Alternatives to autonomously replicating plasmid vectors are broad-host-range single-copy chromosomal integration systems such as those typified by Tn5-based vectors (random integration) (41,42) and Tn7-based vectors (site-specific integration) (43,44). In contrast to random insertion in the chromosome, which has the propensity to result in undesired mutants, the latter has the obvious advantage that integration occurs with high frequency at a neutral, naturally evolved site (attTn7) found downstream of the essential glmS gene in many bacteria (45).
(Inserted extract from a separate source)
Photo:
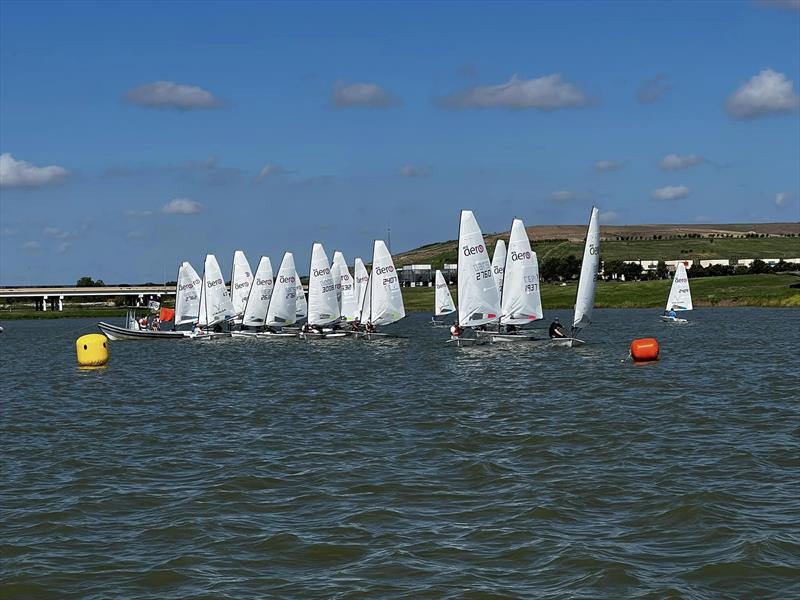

Insertion site specificity is not provided by attTn7, but by sequences located within the essential glmS gene and the TnsD protein of the Tn7 transposase complex. Insertion at sites other than those situated downstream of glmS is rare and has only been observed in Proteus mirabilis where, besides a glmS-linked site, a secondary attTn7 site has been identified within the carAB operon (46). It can be assumed that chromosomes with glmS probably possess at least one attTn7 site. In fact, it has been shown that some bacteria possess multiple glmS genes and thus multiple attTn7 sites (44,47,48). Owing to minimal system requirements—left (Tn7L) and right (Tn7R) Tn7 transposon ends and the site-specific transposase complex in trans (e.g., TnsABCD)—mini-Tn7 elements have been engineered that incorporate all features traditionally found in plasmids, for example, antibiotic selection markers and regulatable promoters. These elements are applicable in a wide range of bacteria. In contrast to most plasmid vectors that necessitate continuous selection, Tn7-based vectors replicate stably along with the chromosome and thus are suitable for use in environments where antibiotic selection is not feasible, such as animal and plant models, biofilms, and bacteria destined for environmental release. Despite their widespread utility in Gram-negative bacteria, Tn7-derived vectors have not yet been successfully applied in Grampositive bacteria.

Selection Markers

Once established in the respective host(s), many plasmids are stably maintained. However, selection markers are required for selection of plasmid-containing colonies after transformation or conjugation experiments and to ensure that each cell in a bacterial population contains a plasmid. Useful selection markers include, in order of decreasing importance, those conferring resistance to antibiotics, other antimicrobials, heavy metals, and metabolic markers.Numerous plasmids have been developed that serve as sources for various antibiotic resistance cassettes (49–54). The choice of antibiotic selection marker(s) depends largely on the susceptibility of the host, and intrinsic resistance to many antibiotics quite often hampers use of plasmids in bacteria. Intrinsic resistance or regulatory restrictions (e.g., those encountered with Select Agent bacteria in the United States) quite often leave only a few useful and approved antibiotic selection markers. In these instances, one can consider implementation of broad-host-range site-specific recombinase systems that allow recycling of the precious few markers remaining for some bacteria. Removal of antibiotic resistance markers is often also required during construction of genetically modified organisms in the food industry. The two most commonly used systems are the Flp/FRT system from Saccharomyces cerevisiae (55,56) and the Cre/loxP system from bacteriophage P1 (57–59), for which broad-host-range versions have been engineered (60–62).

Nonantibiotic resistance markers (e.g., triclosan (63) or heavy metals such as tellurite (64)) are attractive for bacteria in situations when the use of antibiotic resistance markers is restricted (e.g., Select Agent bacteria in the United States) or in bacteria destined for environmental release. As with antibiotics, marker choice depends on susceptibility of the bacterial host. In contrast to the many antibiotic resistance markers available, only a few nonantibiotic resistance marker-encoding gene cassettes have been described. This, however, may change in light of recently implemented National Institutes of Health (NIH) funding initiatives aimed at developing nonantibiotic markers to facilitate research with Select Agent bacteria in the United States.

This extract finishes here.